10.10 - Other Regression Pitfalls

Overfitting

When building a regression model, we don't want to include unimportant or irrelevant predictors whose presence can overcomplicate the model and increase our uncertainty about the magnitudes of the effects for the important predictors (particularly if some of those predictors are highly collinear). Such "overfitting" can occur the more complicated a model becomes and the more predictor variables, transformations, and interactions are added to a model. It is always prudent to apply a sanity check to any model being used to make decisions. Models should always make sense, preferably grounded in some kind of background theory or sensible expectation about the types of associations allowed between variables.

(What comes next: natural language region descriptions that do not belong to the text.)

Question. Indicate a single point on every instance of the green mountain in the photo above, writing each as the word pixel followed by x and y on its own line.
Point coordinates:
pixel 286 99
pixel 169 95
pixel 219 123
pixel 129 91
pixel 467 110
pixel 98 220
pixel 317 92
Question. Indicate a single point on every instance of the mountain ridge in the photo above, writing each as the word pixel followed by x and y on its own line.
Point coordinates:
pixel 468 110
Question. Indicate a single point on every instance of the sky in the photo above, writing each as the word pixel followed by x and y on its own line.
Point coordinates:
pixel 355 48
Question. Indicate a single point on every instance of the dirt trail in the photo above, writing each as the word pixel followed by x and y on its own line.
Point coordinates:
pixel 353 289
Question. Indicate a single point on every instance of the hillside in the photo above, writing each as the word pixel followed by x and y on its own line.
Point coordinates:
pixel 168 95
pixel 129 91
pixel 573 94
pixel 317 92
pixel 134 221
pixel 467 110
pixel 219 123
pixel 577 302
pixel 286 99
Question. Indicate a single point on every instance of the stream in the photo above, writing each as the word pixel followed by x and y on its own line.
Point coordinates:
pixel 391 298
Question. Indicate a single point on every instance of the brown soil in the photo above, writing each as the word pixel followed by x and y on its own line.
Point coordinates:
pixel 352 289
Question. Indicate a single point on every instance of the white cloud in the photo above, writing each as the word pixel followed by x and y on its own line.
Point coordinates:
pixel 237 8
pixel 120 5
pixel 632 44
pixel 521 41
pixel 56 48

Predictions from the model should also be reaosnable (over-complicated models can give quirky results that may not reflect reality).

Excluding Important Predictor Variables

However, there is potentially greater risk from excluding important predictors than from including unimportant ones. The linear association between two variables ignoring other relevant variables can differ both in magnitude and direction from the association that controls for other relevant variables. Whereas the potential cost of including unimportant predictors might be increased difficulty with interpretation and reduced prediction accuracy, the potential cost of excluding important predictors can be a completely meaningless model containing misleading associations. Results can vary considerably depending on whether such predictors are (inappropriately) excluded or (appropriately) included. These predictors are sometimes called confounding or lurking variables, and their absence from a model can lead to incorrect decisions and poor decision-making.

Extrapolation

"Extrapolation" beyond the "scope of the model" occurs when one uses an estimated regression equation to estimate a mean µY or to predict a new response ynew for x values not in the range of the sample data used to determine the estimated regression equation. In general, it is dangerous to extrapolate beyond the scope of model. The following example illustrates why this is not a good thing to do.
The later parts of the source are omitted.